While there has been much idle speculation behind the motives the Common Council and the City of Merrill has in purchasing the Lincoln House, the biggest misconception Mayer Bill Bialecki has heard is that the city plans to keep the property once it has been rehabilitated.
“We’re not buying it to be landlords,” Bialecki said. “We’re buying it to sell it, but also to control what happens to it.”
The Merrill Redevelopment Authority (RDA) held a public hearing on the property May 3 and at the Common Council meeting on May 10, a blight resolution was adopted on the property. The city will take possession of Lincoln House from Bank of Wausau on June 30 for $150,000.
Kathy Unertl, Merrill Finance and Technology Director, said the city has already submitted an $86,000 Community Development Block Grant (CDBG) application for half of the purchase price and half of the limited health and safety (mold remediation) work the city will do on the building.

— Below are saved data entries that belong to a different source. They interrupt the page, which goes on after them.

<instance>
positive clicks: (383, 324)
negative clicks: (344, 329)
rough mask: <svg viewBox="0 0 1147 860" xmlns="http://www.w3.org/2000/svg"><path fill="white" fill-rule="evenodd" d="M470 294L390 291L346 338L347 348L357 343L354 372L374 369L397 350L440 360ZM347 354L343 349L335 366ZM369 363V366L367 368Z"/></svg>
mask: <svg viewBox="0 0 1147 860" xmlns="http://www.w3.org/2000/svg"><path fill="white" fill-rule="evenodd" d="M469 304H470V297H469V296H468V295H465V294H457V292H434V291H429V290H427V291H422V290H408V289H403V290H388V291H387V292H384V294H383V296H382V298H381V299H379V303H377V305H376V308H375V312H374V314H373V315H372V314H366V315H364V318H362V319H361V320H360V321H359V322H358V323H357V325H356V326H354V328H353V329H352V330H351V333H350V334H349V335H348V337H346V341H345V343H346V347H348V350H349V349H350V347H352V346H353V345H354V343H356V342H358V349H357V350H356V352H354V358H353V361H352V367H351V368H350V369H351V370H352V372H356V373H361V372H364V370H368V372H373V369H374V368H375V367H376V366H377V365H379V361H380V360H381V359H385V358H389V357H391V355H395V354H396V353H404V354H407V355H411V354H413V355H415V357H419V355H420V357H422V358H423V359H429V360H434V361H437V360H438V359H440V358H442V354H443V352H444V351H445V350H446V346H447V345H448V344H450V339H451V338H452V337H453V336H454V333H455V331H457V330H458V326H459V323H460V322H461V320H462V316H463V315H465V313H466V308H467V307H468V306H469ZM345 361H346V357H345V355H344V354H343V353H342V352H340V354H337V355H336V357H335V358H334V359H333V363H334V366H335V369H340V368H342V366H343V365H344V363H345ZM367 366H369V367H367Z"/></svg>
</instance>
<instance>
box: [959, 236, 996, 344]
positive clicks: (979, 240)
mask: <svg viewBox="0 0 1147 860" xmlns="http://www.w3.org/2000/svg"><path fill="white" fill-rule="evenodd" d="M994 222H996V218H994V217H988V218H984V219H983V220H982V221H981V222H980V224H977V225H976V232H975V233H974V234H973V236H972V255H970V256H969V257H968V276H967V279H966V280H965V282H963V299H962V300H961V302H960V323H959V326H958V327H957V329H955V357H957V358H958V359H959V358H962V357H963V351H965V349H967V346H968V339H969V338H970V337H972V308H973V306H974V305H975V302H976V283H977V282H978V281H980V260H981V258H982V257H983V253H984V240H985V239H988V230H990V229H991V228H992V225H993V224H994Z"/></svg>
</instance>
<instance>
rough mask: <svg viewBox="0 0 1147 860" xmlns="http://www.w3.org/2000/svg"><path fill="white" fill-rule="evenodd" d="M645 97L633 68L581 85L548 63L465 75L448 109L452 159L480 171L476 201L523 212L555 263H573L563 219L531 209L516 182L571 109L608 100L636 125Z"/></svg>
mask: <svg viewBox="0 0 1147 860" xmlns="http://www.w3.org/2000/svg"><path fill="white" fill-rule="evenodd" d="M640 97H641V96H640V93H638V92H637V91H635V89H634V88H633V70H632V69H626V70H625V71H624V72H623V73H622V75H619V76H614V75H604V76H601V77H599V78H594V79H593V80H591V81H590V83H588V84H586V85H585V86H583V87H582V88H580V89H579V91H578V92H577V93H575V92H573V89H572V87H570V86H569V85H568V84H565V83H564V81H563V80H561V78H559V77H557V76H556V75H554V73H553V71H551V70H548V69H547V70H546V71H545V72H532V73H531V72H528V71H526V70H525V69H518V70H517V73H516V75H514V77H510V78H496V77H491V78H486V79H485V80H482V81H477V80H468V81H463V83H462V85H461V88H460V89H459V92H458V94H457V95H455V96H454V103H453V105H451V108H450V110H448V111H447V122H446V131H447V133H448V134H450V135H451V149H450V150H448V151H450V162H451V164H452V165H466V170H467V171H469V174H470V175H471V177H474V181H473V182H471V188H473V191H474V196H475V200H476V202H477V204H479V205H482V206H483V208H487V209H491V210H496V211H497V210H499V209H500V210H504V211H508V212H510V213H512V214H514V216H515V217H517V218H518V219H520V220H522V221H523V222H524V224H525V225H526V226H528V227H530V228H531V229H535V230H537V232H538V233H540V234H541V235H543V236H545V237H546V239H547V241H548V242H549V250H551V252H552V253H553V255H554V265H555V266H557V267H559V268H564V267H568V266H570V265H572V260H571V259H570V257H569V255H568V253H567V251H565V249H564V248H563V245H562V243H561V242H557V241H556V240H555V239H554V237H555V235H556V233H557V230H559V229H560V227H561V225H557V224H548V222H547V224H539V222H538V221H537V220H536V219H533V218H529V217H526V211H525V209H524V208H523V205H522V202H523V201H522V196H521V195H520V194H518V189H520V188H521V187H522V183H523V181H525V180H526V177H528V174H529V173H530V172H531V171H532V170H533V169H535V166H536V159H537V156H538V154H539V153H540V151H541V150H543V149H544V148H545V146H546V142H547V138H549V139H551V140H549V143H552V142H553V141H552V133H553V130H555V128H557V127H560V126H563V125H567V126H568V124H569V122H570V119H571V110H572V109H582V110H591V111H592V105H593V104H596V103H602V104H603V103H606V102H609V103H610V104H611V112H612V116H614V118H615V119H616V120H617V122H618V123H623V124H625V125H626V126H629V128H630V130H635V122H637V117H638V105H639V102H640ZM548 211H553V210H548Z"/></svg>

The rest of the renovation work will be performed by the developer whose proposal is chosen by the council from those submitting proposals. Unertl said those requests for proposals will be requested shortly.
She said that there are a number of grant and tax credits available to assist the developer who is selected. The cost of fully restoring the building inside and out – including removing the white paint on the exterior, will probably cost somewhere around $3 million.
“Without the tax credits, it’s going to be real hard to renovate that building,” Unertl said.
But the developer chosen for the project will also be buying the property from the city, which will also see the value of the property climb to $1.4-1.5 million. City Attorney Tom Hayden said the increase in the property tax value of the Lincoln House will also enhance the value of surrounding properties.
“This could be the cornerstone of downtown, it really could,” Hayden said.
While the city still has ownership of the property, it will work with the Merrill Historical Society and Redevelopment Resources to start the process of nominating the building for placement on the state and national registers of historic buildings. This would put the building in line for possibly receiving historical tax credits. But it also means the building would no longer be the large white elephant in the middle of downtown, as the brick would have to be restored to its original color.
“Without the city taking control, none of this is possible,” Bialecki said.
He added that the application for the historical register is the only part of the process the city will be involved with. Everything else will be handled by the developer.
“In no way are we doing any renovations,” Bialecki said. “That’s up to the developers.”
He said that while one developer from Milwaukee has been involved with the city on the project, they may not be the one ultimately awarded the job. Bialecki said the council will choose the developer who submits the plan for the property that best fits what the city has envisioned, which would be a mix of commercial and apartments as it is now.
Unertl said there are enough tenants in the building currently to cover utilities and other expenses while it is under city control. She said the goal is to have the city retain ownership of the building for about a year-and-a-half at the maximum. This will allow the city and the developer to know the outcome of all possible grants that have been applied for.
In other city development plans for downtown, the city has already solicited bids for the demolition of the former bakery at 818 E. First St. and Courtview Apartments at 1111 E. Main St. The city has already acquired the title to the bakery lot and will purchase the other property for $25,000 on June 30.
Bialecki said that there are no current plans for the bakery building, but the Courtview property could be used for either assigned parking for the courthouse and/or an access road to the parking area behind the Main Street retail shops.
Bialecki said that the city is fortunate that is has the economic tools available to help eliminate the blighted buildings downtown.
“Anything the city can do to enhance the downtown would be in our favor,” Bialecki said.
The goal is to have the process of tearing the two buildings down finished by the end of July at the latest.